Bang the drum all day
Defining a “good” chief information security officer is difficult. On one side, many CISOs have risen through the security ranks due to their technical prowess and were thus handed a “business position,” asked to manage a team, and required to start briefing the executive suite on the state of the company’s security. In executives’ terms. On the opposite side, other companies are hiring or promoting traditional business executives to the role.
In the latter case, these business executives don’t understand security beyond “we need to keep our data secure,” but have a firm grasp on building partnerships, planning and forecasting, identifying growth opportunities, and scaling back unnecessary cost centers. In an ideal world, these attributes and qualifications are blended to form one Super CISO. While still rare, a few CISOs—mainly those who have come up through the technical ranks—have managed to adopt a more business-like mindset while ensuring the technical side of security doesn’t suffer.

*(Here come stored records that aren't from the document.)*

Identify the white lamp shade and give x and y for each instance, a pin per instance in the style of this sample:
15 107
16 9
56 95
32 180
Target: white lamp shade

When I get older, they think I’m a fool
Business leaders who accept and take on the challenge of a CISO role have the responsibility of learning about security technology so they can understand the possibilities, the realities, and the limitations of the security department. Over the years I’ve heard several security practitioners say that if a CISO isn’t a security person, this just isn’t doable. It certainly is doable, but a concerted effort needs to be made. In addition to his or her other responsibilities, a “business CISO,” for lack of a better categorization, can embed him/herself within technical teams and learn and watch. Being a good leader is all about asking the right questions, so with some time and effort, gaining a working knowledge of security can be accomplished; it’s critically important for the CISO to have this knowledge when the time comes to level set and/or make judgement calls about the risk posture of the business.
Coincidentally enough, within the last week I’ve heard from two very experienced and influential security leaders that even technical CISOs should be taking time to keep up with the tech. Pete Nicoletti, CISO at Hertz Corporation, advised current CISOs to “Sit with your team. Get to know every person’s job below you. See what they do, understand what they do, get to know their challenges, learn their workflows.” What the security (and networking) team is doing technically now may be very different than what the CISO did when she/he was sitting in the analyst or engineer seat a few years back. Comprehending what’s going on day-to-day and how things operate now helps the CISO both defend the security team’s actions to the C-suite when necessary or appropriate, and “call BS” on security when things aren’t getting done when or how they should.
Similarly, Diana Kelley, Executive Security Advisor at IBM Security recently presented a talk in which she advised up-and-coming security practitioners to take a learning path that provides varied experience within cybersecurity. Kelley, herself, has served as a systems admin, a security analyst, has worked in product development, and now advises CISOs all over the world. She, just like Nicoletti, knows that the way to gain credibility and influence is to master your subject. This requires ongoing learning and development, whether you’re in school and looking to get into security, if you work as a manager or director and aspire to be a CISO, or are a current CISO looking for ways to improve your team and its outcomes.
The teacher told me I should stay after school
For that technical CISO, though, the rest of the executive team is looking for security’s alignment with corporate strategy. So while keeping up with technology might be less of a hassle—and perhaps more fun—the technical CISO’s mission should be to learn more about the business and leadership, and convey business context to his/her technical staff regularly. The CISO needs to thoroughly grasp corporate strategy to be successful, so every time a business discussion takes place or a strategy email appears in the CISO’s inbox, that message should be distilled and applied to security’s initiatives, then filtered down through the technical ranks to the rest of the security team.
The technical CISO’s charge is to take a proactive interest in the business; it’s beyond “speaking the language of the business.” Just like a business CISO can shadow technical teams, a technical CISO can sit with and learn from business units about their workflows, objectives, demands, and thought processes. Learning the language of the business isn’t only about how one speaks; it’s about a deep understanding of what makes a business tick and where the business is headed.
I don’t want to work, I just want to bang on the drum all day
Informing oneself about other areas of the business takes significant time, effort, and an open mind, but this is the future of the successful CISO. For those who are more technical, the priority is to work on areas of business acumen that might not be as comfortable or familiar. Remember that companies don’t grow and thrive because they have a really fantastic technology infrastructure. Excellence comes from an understanding of the marketplace, financial opportunities, and people. For business-oriented security leaders, don’t forget that businesses run on technology. No technology is impenetrable and every piece of technology has its limits. Knowing those capabilities, and the capabilities of the people managing the technology (because no technology runs on its own), is an influential factor in identifying the next area of growth. All of this said, none of it is easy. It’s why CISOs get paid the big bucks. Are you ready?